Все мы вышли из одной шинели

и расстались на одной шестой,

вас как будто в уши поимели,

оплодотворили глухотой.

Вот, представьте, то не ветер клонит,

не держава, не Виктор Гюго —

это ваш ребенок рядом тонет,

только вы не слышите его.

Истина расходится кругами,

и на берег, в свой родной аул,

выползает чудище с рогами —

это я. А мальчик утонул.

«2010 год, январь, потерянность вокзала…»

2010 год, январь, потерянность вокзала,

чему, блаженный идиот, ты улыбаешься устало?

Снег, перемешанный с золой и пахнущий копченой воблой,

вот человек – внезапно злой, вот человек – внезапно добрый,

разрушив собственный дурдом, он выбрался из-под завала,

еще не знающий о том, что жизнь его поцеловала —

в свирепой нежности своей, как примиряющая сила,

он думал, что простился с ней, а жизнь его не отпустила.

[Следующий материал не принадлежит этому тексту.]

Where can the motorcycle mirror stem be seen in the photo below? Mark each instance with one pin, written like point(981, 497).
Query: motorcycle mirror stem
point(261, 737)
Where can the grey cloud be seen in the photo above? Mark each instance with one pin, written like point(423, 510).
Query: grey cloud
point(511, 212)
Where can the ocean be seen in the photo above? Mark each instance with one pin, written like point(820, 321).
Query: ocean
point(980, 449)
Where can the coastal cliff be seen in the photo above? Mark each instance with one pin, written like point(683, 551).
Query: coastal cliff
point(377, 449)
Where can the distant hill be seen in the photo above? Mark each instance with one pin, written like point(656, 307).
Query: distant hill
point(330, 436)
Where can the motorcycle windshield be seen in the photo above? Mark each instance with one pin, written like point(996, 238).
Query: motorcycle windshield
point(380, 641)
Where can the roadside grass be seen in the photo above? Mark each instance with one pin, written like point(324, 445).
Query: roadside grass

«Полусонной, сгоревшею спичкой…»

Полусонной, сгоревшею спичкой

пахнет дырочка в нотном листе.

Я открою скрипичной отмычкой

инкерманское алиготе.

Вы услышите клекот грифона,

и с похмелья привидится вам:

запятую латунь саксофона

афро-ангел подносит к губам.

Это будет приморский поселок —

на солдатский обмылок похож.

Это будет поэту под сорок,

это будет прокрустова ложь.

Разминая мучное колено

пэтэушницы из Фермопил…

…помню виолончельное сено,

на котором ее полюбил.

Это будет забытое имя

и сольфеджио грубый помол.

Вот – ее виноградное вымя,

комсомольский значок уколол.

Вот – читаю молчанье о полку,

разрешаю подстричься стрижу,

и в субботу молю кофемолку

и на сельскую церковь гляжу.

Чья секундная стрелка спешила

приговор принести на хвосте?

Это – я, это – пятка Ахилла,

это – дырочка в нотном листе.

«Осенью в Амстердаме падают велосипеды…»

Осенью в Амстердаме падают велосипеды —

это осыпаются байковые платаны,

на желтых – развозят почту, медикаменты, обеды,

на красных – разъезжают сутенеры и шарлатаны,

голубые в серую крапинку – для обычных людей,

белые в золотую клеточку – для чиновников и блядей,

иногда встречаются черные, которые —

обслуживают кладбища и крематории:

если услышишь черный звонок —

не оборачивайся, сынок.

Лишь зеленые велосипеды, идейно незрелые,

собирают в кучу и сбрасывают в каналы,

слышно, как под водой вращаются

педали, густеет воздух в шипованных шинах.

Ночью их оседлают утопленники,

в час, когда стартуют гонки на приз Лавкрафта.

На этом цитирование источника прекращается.